Week 20: Agonising Wait

Type of writing: Internal monologue about being outside the principal's office.



So here I am. Aged four months outside the headteacher’s office. Mum never said anything about this. She said that she had to speak to the headteacher about her timetable, about her return to work. She said that her colleagues wanted to see me: to coo my cuteness, to aah my adorability. Well, been there, done that, been sick over my bib. So why are we still here?

I saw another boy in this seat earlier. He was crying, screaming, “I don’t want to see the headteacher.” I don’t blame him. Even my mum had to knock on the door to be let in. They must be really scary. The boy cried, “I know what I should have done now; don’t make me go in there.”

A little while after, another boy sat down, as pleased as milk. He looked so happy. Like he’d been rubbed and raspberried all his life. He rocked his legs back and forth as though he were on a swing. He told the lady behind the desk, “I’m going to get a sticker. I’ve been a good boy.”

Two different boys. Two different states. Two different fates.

What will be mine?

I reflect on my actions. Earlier in the week, I was sick on my dad’s suit. He’d just spent £8 getting it dry cleaned. (I don’t know why he didn’t put it in the wheel like the other clothes – would have saved him £8 pounds). I also wet my dad’s trousers. What can I say: they put too much trust in me? Like washing, they let me all hang out, then they’re surprised when it rains. I mean, we live in England. You should expect to get wet even indoors.
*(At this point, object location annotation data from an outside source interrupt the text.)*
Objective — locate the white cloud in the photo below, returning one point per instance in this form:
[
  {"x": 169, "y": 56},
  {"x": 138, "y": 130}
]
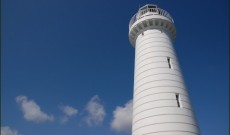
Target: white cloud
[
  {"x": 68, "y": 112},
  {"x": 122, "y": 118},
  {"x": 32, "y": 111},
  {"x": 96, "y": 112},
  {"x": 8, "y": 131}
]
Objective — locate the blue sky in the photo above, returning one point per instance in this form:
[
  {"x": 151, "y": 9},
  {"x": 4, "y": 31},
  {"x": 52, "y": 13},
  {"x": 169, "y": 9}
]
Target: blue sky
[{"x": 67, "y": 59}]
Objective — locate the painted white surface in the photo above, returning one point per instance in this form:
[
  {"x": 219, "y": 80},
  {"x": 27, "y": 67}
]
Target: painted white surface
[{"x": 155, "y": 107}]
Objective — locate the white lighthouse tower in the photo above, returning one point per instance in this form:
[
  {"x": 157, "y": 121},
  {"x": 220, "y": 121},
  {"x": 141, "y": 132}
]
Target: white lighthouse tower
[{"x": 161, "y": 104}]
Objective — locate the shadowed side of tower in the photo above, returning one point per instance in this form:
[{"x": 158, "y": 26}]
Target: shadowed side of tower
[{"x": 161, "y": 104}]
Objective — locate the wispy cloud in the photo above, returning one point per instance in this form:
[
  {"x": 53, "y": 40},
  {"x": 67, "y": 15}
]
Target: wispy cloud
[
  {"x": 68, "y": 112},
  {"x": 122, "y": 118},
  {"x": 95, "y": 112},
  {"x": 8, "y": 131},
  {"x": 32, "y": 111}
]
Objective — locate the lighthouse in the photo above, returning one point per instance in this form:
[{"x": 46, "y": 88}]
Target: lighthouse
[{"x": 161, "y": 103}]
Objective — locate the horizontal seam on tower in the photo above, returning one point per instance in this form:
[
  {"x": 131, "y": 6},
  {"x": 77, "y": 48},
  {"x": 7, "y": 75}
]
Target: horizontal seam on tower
[
  {"x": 155, "y": 101},
  {"x": 144, "y": 44},
  {"x": 154, "y": 75},
  {"x": 134, "y": 108},
  {"x": 158, "y": 92},
  {"x": 134, "y": 122},
  {"x": 154, "y": 62},
  {"x": 143, "y": 39},
  {"x": 159, "y": 107},
  {"x": 156, "y": 68},
  {"x": 158, "y": 81},
  {"x": 154, "y": 47},
  {"x": 171, "y": 131},
  {"x": 160, "y": 51},
  {"x": 164, "y": 123},
  {"x": 152, "y": 57}
]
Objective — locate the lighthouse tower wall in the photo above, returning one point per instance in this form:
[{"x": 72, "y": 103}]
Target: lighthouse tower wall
[{"x": 161, "y": 104}]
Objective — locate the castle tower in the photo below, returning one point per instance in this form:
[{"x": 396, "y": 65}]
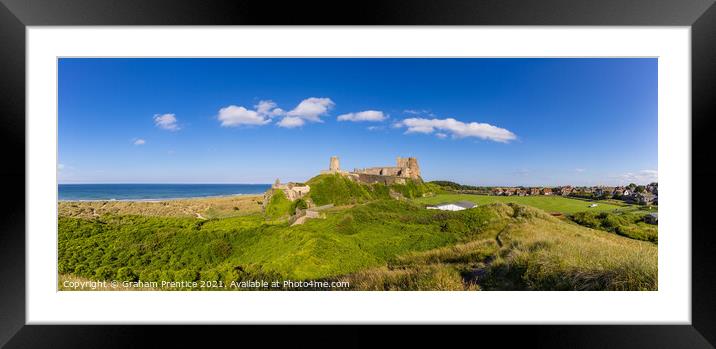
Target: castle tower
[
  {"x": 414, "y": 168},
  {"x": 334, "y": 165}
]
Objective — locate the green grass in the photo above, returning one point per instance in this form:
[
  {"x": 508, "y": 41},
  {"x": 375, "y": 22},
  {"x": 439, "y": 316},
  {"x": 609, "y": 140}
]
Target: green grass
[
  {"x": 630, "y": 224},
  {"x": 339, "y": 190},
  {"x": 547, "y": 203},
  {"x": 279, "y": 206},
  {"x": 533, "y": 251},
  {"x": 178, "y": 248}
]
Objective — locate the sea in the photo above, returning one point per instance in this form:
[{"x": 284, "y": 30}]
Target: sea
[{"x": 150, "y": 192}]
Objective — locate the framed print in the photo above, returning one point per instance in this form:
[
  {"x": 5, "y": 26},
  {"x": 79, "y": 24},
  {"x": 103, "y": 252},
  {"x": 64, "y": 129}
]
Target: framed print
[{"x": 470, "y": 164}]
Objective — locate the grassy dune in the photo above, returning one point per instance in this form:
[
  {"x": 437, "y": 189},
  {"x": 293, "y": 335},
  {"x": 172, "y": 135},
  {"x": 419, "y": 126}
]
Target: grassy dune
[
  {"x": 382, "y": 245},
  {"x": 547, "y": 203}
]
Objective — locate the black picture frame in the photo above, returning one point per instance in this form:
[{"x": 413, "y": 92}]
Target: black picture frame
[{"x": 16, "y": 15}]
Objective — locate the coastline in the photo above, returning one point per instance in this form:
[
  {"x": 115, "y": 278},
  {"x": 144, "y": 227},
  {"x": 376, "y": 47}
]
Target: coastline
[{"x": 161, "y": 199}]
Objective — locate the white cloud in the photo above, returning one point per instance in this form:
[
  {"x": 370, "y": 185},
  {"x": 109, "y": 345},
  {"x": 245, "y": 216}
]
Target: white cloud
[
  {"x": 291, "y": 122},
  {"x": 368, "y": 115},
  {"x": 457, "y": 129},
  {"x": 419, "y": 112},
  {"x": 269, "y": 108},
  {"x": 311, "y": 109},
  {"x": 233, "y": 116},
  {"x": 166, "y": 122},
  {"x": 641, "y": 177}
]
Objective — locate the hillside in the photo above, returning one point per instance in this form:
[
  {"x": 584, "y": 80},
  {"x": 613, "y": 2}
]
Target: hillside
[{"x": 385, "y": 244}]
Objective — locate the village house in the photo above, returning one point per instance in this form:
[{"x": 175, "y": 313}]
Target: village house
[{"x": 565, "y": 191}]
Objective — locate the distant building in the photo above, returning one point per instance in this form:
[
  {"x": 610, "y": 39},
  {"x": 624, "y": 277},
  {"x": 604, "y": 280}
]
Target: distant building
[{"x": 453, "y": 206}]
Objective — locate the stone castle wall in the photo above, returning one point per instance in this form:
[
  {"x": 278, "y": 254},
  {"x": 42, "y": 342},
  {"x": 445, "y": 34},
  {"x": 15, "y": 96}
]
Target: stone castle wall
[{"x": 406, "y": 168}]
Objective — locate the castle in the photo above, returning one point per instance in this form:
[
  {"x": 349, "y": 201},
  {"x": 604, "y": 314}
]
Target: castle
[{"x": 406, "y": 168}]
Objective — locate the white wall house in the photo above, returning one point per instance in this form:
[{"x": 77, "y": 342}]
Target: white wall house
[{"x": 452, "y": 206}]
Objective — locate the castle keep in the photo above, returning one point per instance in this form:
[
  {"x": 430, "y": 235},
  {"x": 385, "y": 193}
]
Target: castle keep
[{"x": 405, "y": 168}]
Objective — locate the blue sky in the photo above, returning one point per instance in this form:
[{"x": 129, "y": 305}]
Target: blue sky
[{"x": 474, "y": 121}]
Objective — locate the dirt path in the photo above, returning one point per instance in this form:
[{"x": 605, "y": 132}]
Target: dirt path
[{"x": 474, "y": 276}]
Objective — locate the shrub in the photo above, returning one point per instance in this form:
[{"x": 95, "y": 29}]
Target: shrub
[{"x": 126, "y": 274}]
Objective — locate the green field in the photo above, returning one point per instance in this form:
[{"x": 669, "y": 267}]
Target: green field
[
  {"x": 547, "y": 203},
  {"x": 381, "y": 245}
]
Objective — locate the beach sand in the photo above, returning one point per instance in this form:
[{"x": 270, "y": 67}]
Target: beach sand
[{"x": 202, "y": 208}]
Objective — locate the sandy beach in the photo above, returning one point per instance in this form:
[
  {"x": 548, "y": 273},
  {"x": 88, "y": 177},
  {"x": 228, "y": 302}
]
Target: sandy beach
[{"x": 206, "y": 207}]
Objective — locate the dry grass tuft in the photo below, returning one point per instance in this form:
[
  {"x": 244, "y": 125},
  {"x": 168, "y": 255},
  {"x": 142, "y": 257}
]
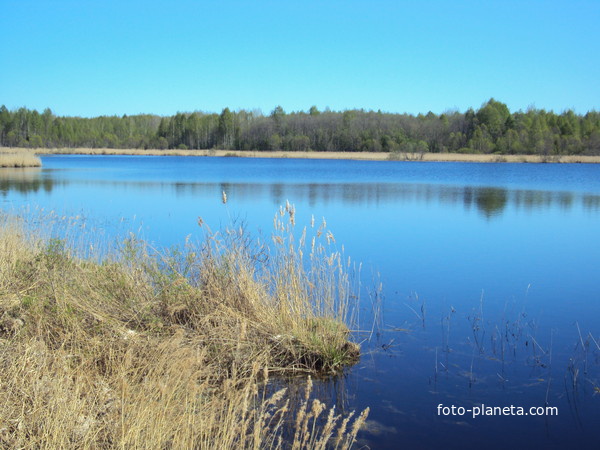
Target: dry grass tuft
[
  {"x": 176, "y": 351},
  {"x": 18, "y": 158}
]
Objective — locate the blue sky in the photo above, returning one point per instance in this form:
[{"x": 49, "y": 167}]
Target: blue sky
[{"x": 88, "y": 58}]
As for my mum, I pulled her hair this week. I say I pulled her hair this week; I pull it every week. She grimaces when I do it, says she doesn’t like it. But I like doing it, so I do it anyway. Is that selfish? Also, I haven’t moved my bowels. I have to move my bum every three days, otherwise I can’t carry on with my medicine. Maybe that’s why I’m here. For the headteacher to scare the poo out of me.

But my mum and dad kiss me all the time. Tell me how beautiful I am. They smile constantly and cuddle me tight. When I do something, even the smallest thing, like sit up, they applaud me as though I’ve come up with a vaccine.

So I don’t know if I’m here to be punished or celebrated. I know I’ve done wrong this week. I should have waited until my dad had worn his suit in for a bit before I sicked on it. Appreciated that my mum goes to a building for a hair cut so maybe I’m not the best person qualified to do it. I just don't know what will happen to me.

Will I be made a sticker of or an example?

The door opens.

And so I step into the darkness within; or else the light.